Modern transplant medicine increasingly recognizes that one size does not fit all. The immune system varies widely among individuals, influenced by genetic, epigenetic, and environmental factors. Personalized immunosuppression involves selecting agents and doses based on a patient’s immunologic risk, metabolic status, and tolerance to side effects.

Biomarkers for Rejection and Toxicity

Non‑invasive biomarkers are being developed to detect rejection earlier and guide drug adjustments. These include donor‑derived cell‑free DNA (dd‑cfDNA) in the blood, which rises when graft cells die, and gene expression profiles of peripheral blood cells.
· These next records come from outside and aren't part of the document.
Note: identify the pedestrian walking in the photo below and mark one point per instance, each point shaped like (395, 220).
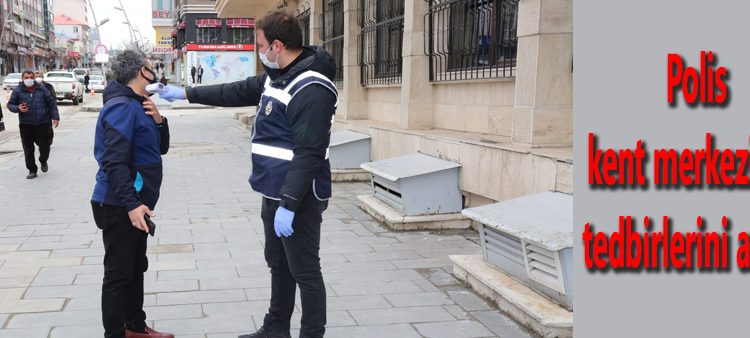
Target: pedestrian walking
(129, 140)
(290, 139)
(86, 80)
(39, 78)
(37, 114)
Frequent monitoring of HbA1c, C‑peptide, and glucose tolerance tests remains essential. In addition, pharmacogenomic testing (e.g., of CYP3A5 for tacrolimus metabolism) can help predict optimal dosing. Implementing these tools in routine practice can reduce the risk of both under‑immunosuppression (rejection) and over‑immunosuppression (toxicity).
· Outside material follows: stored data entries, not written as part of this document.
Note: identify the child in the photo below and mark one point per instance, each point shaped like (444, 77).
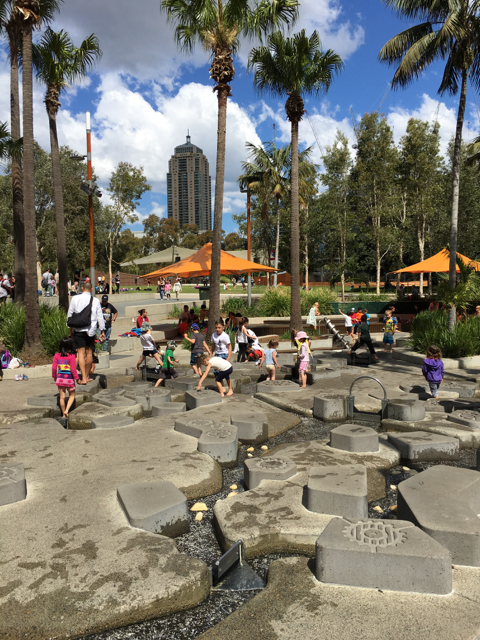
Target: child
(222, 369)
(149, 347)
(64, 372)
(432, 369)
(221, 340)
(270, 358)
(168, 370)
(199, 344)
(390, 328)
(304, 358)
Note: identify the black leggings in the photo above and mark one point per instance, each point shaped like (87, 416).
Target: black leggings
(242, 352)
(362, 342)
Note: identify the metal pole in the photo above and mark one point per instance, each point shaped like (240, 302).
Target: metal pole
(90, 202)
(249, 249)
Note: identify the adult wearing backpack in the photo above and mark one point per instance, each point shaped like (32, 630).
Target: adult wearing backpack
(84, 316)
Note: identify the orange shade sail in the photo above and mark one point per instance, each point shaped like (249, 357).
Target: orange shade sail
(439, 263)
(200, 264)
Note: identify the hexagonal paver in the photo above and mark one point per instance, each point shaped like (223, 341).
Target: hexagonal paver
(13, 486)
(258, 469)
(158, 507)
(354, 438)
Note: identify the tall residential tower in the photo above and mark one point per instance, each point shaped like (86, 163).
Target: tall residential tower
(189, 190)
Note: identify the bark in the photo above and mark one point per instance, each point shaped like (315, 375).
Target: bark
(59, 212)
(295, 312)
(17, 178)
(452, 274)
(214, 314)
(33, 338)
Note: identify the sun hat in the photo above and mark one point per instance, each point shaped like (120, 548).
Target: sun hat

Protocols Based on Recipient Risk Stratification

High‑risk recipients—those with high panel‑reactive antibodies (PRA), pre‑existing autoantibodies, or a history of failed grafts—may require more intensive induction (e.g., ATG) and higher maintenance target levels. Conversely, low‑risk recipients (e.g., negative crossmatch, no DSA) might be candidates for CNI‑sparing or steroid‑avoidance protocols. The choice of regimen also considers the patient’s renal function, lipid profile, and infection history. This tailored approach is increasingly feasible as transplant centers accumulate experience and data.

Conclusion

Immunosuppressive regimens are the backbone of successful islet cell transplantation. Current protocols combine induction agents (ATG or basiliximab) with maintenance drugs such as tacrolimus, mycophenolate, and occasional mTOR inhibitors or steroids to provide robust protection against both allo‑ and autoimmune attack. However, these benefits come at the cost of significant nephrotoxicity, metabolic derangements, infections, and long‑term malignancy risk. Emerging strategies—including co‑stimulation blockade, targeted immunotherapies, Treg‑mediated tolerance, and encapsulation—hold promise for safer and more effective regimens. Personalized immune monitoring and risk‑adapted protocols are already improving outcomes. As research continues, the hope is that islet transplantation can offer durable insulin independence with minimal immunosuppressive burden, ultimately transforming the lives of patients with type 1 diabetes.